- Location of the Territory of Baja California Sur (red) in Mexico.
- Capital: La Paz
- • Type: Territory of Mexico
- • 1970–1974: Félix Agramont Cota (last)
- • Established: 1931
- • Statehood: 8 October 1974
| Preceded by | Succeeded by |
| / Baja California Territory | Baja California Sur / |

= Territory of Baja California Sur =

Mexican federal territory (1931–1974)

The Territory of Baja California Sur was a federal territory of Mexico that existed between 1931 and 1974. Its former area currently comprises the state of Baja California Sur, located in the southern part of the Baja California peninsula.

==History==
In December 1930, the Mexican Congress amended Article 43 of the Constitution, thus splitting the Baja California Territory into two territories: the Territory of Baja California Norte and the Territory of Baja California Sur. The border between the two was defined as the 28th parallel north.

==Statehood==
The life of the territory was governed by strong political-social movements that sought to obtain the status of a state of Mexico, an objective that was achieved in 1974. The decree on transforming the Territory of Baja California Sur into the Free and Sovereign State of Baja California Sur was published in the Official Journal of the Federation on 8 October 1974. The last territorial governor, Félix Agramont Cota, was appointed provisional governor of the newly created state.

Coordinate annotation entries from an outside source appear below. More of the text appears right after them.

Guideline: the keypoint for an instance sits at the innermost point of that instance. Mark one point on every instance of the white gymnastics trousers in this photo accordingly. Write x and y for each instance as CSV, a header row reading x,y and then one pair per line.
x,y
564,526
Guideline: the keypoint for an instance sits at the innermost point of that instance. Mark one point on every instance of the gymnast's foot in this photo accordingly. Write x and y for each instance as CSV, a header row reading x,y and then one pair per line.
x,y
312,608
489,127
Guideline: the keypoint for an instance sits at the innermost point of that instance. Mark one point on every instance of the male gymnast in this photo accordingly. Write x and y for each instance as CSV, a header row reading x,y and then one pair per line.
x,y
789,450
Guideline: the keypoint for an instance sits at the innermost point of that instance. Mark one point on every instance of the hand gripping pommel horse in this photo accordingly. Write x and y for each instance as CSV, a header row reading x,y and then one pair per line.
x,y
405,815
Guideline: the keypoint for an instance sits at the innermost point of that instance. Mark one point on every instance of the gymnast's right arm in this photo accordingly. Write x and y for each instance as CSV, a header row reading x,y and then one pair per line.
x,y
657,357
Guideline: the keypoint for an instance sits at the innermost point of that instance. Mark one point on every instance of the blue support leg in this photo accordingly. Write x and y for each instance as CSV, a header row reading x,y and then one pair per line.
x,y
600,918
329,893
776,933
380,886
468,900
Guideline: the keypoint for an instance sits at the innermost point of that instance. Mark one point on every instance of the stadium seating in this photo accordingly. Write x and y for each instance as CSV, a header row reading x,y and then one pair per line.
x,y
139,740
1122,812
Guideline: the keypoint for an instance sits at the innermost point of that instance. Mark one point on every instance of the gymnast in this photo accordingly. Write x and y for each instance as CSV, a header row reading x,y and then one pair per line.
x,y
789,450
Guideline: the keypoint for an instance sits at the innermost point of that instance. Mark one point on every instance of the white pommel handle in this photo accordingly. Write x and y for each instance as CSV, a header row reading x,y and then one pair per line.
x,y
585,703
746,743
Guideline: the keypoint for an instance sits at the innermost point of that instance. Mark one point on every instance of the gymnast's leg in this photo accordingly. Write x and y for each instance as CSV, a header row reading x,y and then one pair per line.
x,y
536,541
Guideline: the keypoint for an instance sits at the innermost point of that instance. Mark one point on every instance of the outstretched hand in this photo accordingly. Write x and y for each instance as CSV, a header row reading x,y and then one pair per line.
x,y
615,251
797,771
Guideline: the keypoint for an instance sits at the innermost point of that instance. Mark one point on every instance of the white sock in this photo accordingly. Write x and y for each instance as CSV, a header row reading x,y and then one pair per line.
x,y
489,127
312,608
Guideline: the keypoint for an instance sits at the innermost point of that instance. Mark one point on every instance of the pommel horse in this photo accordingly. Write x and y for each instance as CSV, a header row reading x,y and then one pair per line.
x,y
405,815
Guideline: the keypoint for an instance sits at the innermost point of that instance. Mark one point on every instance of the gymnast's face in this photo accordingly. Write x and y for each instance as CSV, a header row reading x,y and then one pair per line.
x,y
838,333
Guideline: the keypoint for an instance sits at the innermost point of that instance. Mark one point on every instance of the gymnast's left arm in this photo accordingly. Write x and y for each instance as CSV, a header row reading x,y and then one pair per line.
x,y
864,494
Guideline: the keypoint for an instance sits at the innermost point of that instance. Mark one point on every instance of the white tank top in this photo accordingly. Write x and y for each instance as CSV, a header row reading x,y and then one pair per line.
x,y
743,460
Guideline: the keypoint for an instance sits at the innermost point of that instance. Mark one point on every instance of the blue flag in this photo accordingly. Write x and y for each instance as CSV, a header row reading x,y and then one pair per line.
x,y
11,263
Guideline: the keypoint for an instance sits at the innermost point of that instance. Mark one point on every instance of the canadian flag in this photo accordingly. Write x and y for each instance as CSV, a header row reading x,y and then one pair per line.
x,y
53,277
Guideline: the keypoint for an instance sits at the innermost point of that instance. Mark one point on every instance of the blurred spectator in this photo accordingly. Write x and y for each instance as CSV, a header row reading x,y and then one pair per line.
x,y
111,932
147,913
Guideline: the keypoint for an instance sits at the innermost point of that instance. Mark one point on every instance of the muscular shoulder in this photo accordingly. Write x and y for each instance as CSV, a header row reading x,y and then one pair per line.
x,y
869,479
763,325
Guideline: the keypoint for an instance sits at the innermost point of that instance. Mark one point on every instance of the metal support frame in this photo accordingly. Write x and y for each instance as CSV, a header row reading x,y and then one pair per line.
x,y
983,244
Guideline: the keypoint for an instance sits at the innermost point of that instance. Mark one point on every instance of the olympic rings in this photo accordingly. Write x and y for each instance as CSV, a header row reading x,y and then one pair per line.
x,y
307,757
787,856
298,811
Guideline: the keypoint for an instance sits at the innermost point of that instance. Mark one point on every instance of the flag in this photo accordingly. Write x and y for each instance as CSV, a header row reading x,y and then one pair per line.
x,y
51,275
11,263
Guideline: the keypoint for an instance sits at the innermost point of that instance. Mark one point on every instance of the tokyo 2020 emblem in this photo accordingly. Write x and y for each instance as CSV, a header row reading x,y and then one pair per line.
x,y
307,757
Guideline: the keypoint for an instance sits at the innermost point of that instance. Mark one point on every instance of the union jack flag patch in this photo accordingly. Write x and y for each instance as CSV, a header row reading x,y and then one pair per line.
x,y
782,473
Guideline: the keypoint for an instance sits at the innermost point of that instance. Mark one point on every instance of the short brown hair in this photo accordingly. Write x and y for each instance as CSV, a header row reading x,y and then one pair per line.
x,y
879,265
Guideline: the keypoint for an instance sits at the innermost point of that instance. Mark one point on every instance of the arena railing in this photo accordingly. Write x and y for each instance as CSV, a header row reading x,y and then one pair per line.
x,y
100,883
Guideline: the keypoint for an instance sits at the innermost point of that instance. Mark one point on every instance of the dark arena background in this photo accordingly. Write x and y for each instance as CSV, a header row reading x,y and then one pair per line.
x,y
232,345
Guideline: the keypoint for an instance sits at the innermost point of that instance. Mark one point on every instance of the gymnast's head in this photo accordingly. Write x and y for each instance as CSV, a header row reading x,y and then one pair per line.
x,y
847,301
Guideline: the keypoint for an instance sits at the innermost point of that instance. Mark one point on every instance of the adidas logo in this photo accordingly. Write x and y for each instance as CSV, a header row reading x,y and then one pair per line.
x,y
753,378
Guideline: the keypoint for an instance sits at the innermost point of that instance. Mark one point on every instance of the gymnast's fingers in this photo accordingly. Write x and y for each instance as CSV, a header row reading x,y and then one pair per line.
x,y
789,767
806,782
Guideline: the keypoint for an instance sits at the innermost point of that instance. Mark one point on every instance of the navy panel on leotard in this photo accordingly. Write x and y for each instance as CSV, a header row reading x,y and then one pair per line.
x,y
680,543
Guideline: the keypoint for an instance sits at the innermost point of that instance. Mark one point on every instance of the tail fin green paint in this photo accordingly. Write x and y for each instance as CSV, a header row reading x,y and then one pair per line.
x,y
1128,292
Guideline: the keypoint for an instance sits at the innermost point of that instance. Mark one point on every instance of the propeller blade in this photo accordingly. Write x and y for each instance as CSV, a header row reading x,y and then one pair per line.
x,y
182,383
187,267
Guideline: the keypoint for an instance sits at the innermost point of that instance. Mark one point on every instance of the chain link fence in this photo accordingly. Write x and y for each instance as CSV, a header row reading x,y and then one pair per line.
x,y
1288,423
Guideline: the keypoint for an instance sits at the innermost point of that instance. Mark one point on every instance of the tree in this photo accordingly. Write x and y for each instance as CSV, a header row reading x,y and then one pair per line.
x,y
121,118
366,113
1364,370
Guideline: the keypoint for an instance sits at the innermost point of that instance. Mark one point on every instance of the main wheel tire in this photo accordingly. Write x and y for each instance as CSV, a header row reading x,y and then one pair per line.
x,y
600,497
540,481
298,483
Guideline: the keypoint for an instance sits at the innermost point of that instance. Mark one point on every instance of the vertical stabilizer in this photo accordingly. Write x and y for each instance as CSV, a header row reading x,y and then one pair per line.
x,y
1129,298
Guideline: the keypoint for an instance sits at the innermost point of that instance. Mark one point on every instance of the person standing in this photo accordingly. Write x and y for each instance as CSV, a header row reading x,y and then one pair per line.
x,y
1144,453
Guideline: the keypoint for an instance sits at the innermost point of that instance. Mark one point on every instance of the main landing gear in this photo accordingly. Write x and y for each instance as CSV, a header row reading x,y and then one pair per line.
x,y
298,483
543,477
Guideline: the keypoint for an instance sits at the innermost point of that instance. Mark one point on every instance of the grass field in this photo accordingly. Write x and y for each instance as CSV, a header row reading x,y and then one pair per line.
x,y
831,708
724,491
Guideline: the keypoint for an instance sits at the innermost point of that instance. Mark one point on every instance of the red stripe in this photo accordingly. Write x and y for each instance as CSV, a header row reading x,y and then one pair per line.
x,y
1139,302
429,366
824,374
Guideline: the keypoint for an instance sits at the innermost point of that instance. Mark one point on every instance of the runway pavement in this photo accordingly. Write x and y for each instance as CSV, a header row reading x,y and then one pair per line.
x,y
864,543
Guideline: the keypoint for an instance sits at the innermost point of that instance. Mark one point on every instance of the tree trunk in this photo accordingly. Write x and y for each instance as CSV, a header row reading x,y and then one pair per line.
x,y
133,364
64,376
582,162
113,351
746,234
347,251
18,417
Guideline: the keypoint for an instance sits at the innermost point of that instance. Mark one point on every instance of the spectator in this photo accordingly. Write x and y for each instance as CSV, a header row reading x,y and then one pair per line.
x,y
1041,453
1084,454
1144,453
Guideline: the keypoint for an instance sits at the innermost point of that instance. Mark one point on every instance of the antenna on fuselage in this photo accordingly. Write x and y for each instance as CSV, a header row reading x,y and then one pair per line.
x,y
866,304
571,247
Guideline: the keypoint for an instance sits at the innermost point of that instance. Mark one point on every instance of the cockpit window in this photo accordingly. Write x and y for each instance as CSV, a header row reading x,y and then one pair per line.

Likewise, the policies of the federal and territorial governments sought to integrate populationally and economically the region to the rest of the country, using for this the colonization and agricultural development as well as a preferential tariff regime that facilitated foreign imports in the territory. Part of the settlement strategy was also supported by a large investment in infrastructure, public services, education, tourism, and other primary economic activities.